Петр в тайне обрадовался случаю и был благодарен Левашову и за то, что припомнил его и за приглашение заменить на работе, а перебирать работу в его положении — не до жиру, и он сказал, сдерживая готовность:
— Спасибо, коль помнишь о заводской дружбе, а мне сейчас — хоть какая работа с руки.
— Вот и славно! Выходит, верный у меня был прицел. А заводская дружба, это все равно, что фронтовая — не одно сражение выдержала, — усмехнулся Левашов и по знакомой Петру привычке потер кончик своего носа проржавленной ладонью.
— Значит, согласен? Правильное решение принимаешь для себя и меня выручаешь.
— Здесь не понять, кто кого выручает, — улыбнулся Петр и пожал Левашову руку. — Однако, как я понимаю, тебе отпуск будет не оплаченный, раз на твое место становится другой работник? Что, так уж приспичило?
— Да, конечно, отпуск без оплаты. Но ты на этот счет не беспокойся, мне окажут помощь: у нас магазин — как советский словно, поработаешь, сам увидишь. А мне очень надо в отпуск, действительно, приспичило. Понимаешь, поеду искать сына в армии, год как служит, и вдруг не стало писем, вот уже четвертый месяц. Куда ни писал, ни откуда нет вразумительного ответа. Жена совсем извелась, то и гляди, сляжет, да и у меня все из рук валится. Поеду в само военное Министерство. Вот отпуск и нужен. Директриса магазина понимает, сочувствует — сама мать — и даже обещает денежную помощь, только требует найти замену честным человеком, забулдыг, пьяниц страшно боится. Вот я и вспомнил тебя, спасибо, что выручишь, — Левашов, говоря все это, то сникал от тяжелого родительского чувства, может, от предчувствия беды с сыном, то оживлялся, возможно, от другого родительского чувства, от радости удачи в поисках сына. Но обо всех своих чувствах рабочий, трудовой человек не то что не умеет, а непривычен говорить — все его чувства любви и ненависти, радости и горя — в труде.
— Когда может решиться дело с твоим отпуском? — спросил Петр со стыдливым опасением.
— Да вот сейчас и решится! Гастроном — вон он, пойдем прямо сейчас, — с радостным настроением поднялся Левашов и потянул за руку Золотарева.
Они вошли в магазин со двора дома, где не было видно привычного завала ящиков, минули внутренние подсобки и вошли в кабинет директора, маленькую комнату с одним окном, в которой половину площади занимали стол и вертящееся кресло за ним. За столом сидела и поворачивалась вместе с креслом из стороны в сторону, держа телефонную трубку у уха, полная женщина с большой грудью, крупным скуластым лицом, которое венчала корона богатых волос цвета пшеничной соломы, собранных в толстую косу, венком уложенную на голове. Лицо женщины было уже в легком загаре, но веснушки все равно виднелись на лбу и под глазами, по сторонам прямого, тонкого носа. Большие карие глаза с искорками в зрачках, точно веснушки и туда пробрались, пока она говорила в трубку, весело блестели какой-то озорной игрой. Она, будто на расстоянии, в телефонную трубку, видела и слышала, как прыгали ее партнеры под игру ее лицедейства, и сама с собою смеялась над своей игрой.
Она кивнула вошедшим на стулья и продолжала телефонный разговор.
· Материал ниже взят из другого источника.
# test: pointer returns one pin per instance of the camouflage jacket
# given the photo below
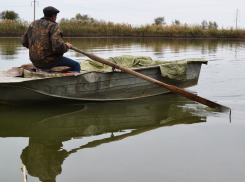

Петр с интересом наблюдал телефонную игру директрисы. Глядя на женскую властную манеру, думал, что именно такими он и представлял невидимых воротил торговли и рыночной реформы. Директриса больше всего говорила явно не своим, елейным голосом, употребляя, к случаю, слова: милочка, милый друг, дружочек, ласковый мой, дорогой, мне приятно с тобой говорить, мы всегда понимали друг друга, нам нет нужды объясняться и другие слова, употребляемые для обольщения, лицемерия, обмана, привлечения, выяснения чужих слабостей и возможностей подавления воли оппонента.
Петр не старался с первого взгляда распознавать свою будущую начальницу и воспринимал ее такой, какой она предстала при телефонных переговорах — хитрой, лукавой, напористой, с игривой волей и знающей, чего хочет добиться.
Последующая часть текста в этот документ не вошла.